# Plaster Repair



## Al Taper (Jul 10, 2007)

Iam doing a job with a patches in the ceiling. The ceiling is plaster and the patches are about 15" x15" some bigger and some smaller. Iam patching it with 2x4 and sheetrock to get it flush with the plaster. To finish it iam mesh taping it a base coat of brown bag durabond then a coat of easy sand then a coat of compound. Sand and done. 
Is there a easyer and better way then how iam doing it? 

Thanks


----------



## Brocktologist (Sep 16, 2008)

That's about how we do it other than I like to prefill first than mesh to ensure I get it full.

My take on plaster repairs---
It seems like when you fix the bad area's the customer requested than he/she finds all the smaller ones and thinks we should fix those too. Than once your doing those then the customer sees a few rough spots never noticed before in the plaster and wants a little mudd smeared on those too. Before you know it your there for three times the allotted time and unless you have a change order the HO wants to [email protected] you around.


----------



## AARC Drywall (May 11, 2008)

I had a couple of small jobs which had plaster repair, and i used con-fill to prefill, and once it was the same level as the undamaged finish, used tape and reg mud..but your right, the ho wants everything patched right down to a small pin hole.."oh its just a little bit of mud to fill these" get a grip lady!

j


----------



## Al Taper (Jul 10, 2007)

To fill in some of the repairs iam going to give it a base coat with Structo-Lite Basecoat.

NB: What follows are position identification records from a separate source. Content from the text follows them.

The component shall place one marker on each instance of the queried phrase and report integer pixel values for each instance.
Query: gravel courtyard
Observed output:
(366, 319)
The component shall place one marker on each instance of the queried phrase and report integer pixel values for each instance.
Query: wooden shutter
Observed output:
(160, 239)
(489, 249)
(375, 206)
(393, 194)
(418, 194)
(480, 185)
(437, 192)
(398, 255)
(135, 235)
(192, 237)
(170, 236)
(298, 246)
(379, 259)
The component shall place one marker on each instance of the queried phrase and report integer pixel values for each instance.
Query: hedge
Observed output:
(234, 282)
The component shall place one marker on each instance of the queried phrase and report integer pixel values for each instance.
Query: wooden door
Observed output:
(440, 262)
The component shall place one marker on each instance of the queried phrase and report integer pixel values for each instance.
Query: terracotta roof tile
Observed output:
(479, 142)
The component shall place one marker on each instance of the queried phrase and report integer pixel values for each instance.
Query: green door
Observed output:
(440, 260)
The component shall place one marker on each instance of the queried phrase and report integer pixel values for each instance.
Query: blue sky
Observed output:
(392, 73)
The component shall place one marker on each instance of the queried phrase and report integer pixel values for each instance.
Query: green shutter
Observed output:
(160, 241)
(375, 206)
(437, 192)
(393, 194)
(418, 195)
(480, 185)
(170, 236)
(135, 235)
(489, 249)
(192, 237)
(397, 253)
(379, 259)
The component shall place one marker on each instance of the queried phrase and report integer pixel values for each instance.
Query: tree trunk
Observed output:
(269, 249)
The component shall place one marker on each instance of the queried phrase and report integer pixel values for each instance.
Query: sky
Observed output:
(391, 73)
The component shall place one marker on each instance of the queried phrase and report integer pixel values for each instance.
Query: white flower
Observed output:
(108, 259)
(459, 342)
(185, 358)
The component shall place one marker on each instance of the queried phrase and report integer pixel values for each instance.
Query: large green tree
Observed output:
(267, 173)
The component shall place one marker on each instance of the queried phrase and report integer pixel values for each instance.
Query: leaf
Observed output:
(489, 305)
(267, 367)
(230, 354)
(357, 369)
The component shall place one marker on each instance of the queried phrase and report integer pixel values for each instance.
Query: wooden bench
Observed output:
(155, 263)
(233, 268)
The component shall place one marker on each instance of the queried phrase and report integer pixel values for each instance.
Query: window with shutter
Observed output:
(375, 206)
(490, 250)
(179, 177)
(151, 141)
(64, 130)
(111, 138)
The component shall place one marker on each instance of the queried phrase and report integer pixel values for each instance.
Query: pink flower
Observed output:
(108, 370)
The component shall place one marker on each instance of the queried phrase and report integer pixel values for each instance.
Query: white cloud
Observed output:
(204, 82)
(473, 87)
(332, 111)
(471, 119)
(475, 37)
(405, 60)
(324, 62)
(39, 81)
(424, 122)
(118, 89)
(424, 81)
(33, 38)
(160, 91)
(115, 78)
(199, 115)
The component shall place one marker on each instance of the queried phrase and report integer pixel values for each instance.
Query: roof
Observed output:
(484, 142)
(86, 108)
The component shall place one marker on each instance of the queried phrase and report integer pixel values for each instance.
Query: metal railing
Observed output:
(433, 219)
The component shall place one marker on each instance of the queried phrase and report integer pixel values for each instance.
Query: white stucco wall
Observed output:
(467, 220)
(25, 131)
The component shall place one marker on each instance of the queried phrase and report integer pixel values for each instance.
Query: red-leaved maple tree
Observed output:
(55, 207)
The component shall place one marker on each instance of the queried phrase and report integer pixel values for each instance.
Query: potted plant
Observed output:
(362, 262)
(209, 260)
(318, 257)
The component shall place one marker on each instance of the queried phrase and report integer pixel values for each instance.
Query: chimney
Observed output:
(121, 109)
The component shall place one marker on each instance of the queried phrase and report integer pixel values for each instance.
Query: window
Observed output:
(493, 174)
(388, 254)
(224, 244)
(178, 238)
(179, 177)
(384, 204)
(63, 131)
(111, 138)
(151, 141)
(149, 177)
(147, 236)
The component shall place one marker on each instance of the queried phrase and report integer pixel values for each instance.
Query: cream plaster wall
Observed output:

I hear it works great.


----------



## Snow Man (Aug 18, 2008)

Try gauging powder also.


----------



## Frankawitz (Jun 17, 2006)

I have done repairs my whole career I have had to dealing with water damage and bad patches. I always use 5/8's then fill with Durabond 90 so it is level with plaster then I use Topping compound, Very rarely does Durabond crack so I don't tape cause Durabond is harder then plaster. as for the customer coming in and starts picking the room apart I listen to them and tell them we will take care of it at a price. anytime your customer wants something done just tell them sure we can do that but it will be extra charge. the thing I have found that when a customer is doing this it's because they watched you do something that they questioned, like they know better how to fix it.(Thanks to DIY shows) this is what I call the Magnifying glass, once they see something it's like you give them the magnifying glass and they start looking at everything in the room. and if you piss them off well that glass gets bigger and then you have yourself in a hole. I have seen other contractors blow this off and it costs them in the end. So when your customer starts pointing things out tell them that you'll fix them but there will be extra charge, then I price it out by how much more time it takes, and this rate is $45.00 an hour. The cheap customers will oh and ha about it but if you tell them in your proposal it didn't inculed those, so how do they think it's FREE:w00t:

www.frankawitz.net


----------



## Al Taper (Jul 10, 2007)

Thanks Frank... I build out the hole with rock. Get it close to flush than use base coat to fill it in. And then two coats of mud (compound).


----------



## [email protected] (Oct 13, 2008)

Al, is there wood lath in the ceiling?


----------



## Al Taper (Jul 10, 2007)

[email protected] said:


> Al, is there wood lath in the ceiling?


Metal.


----------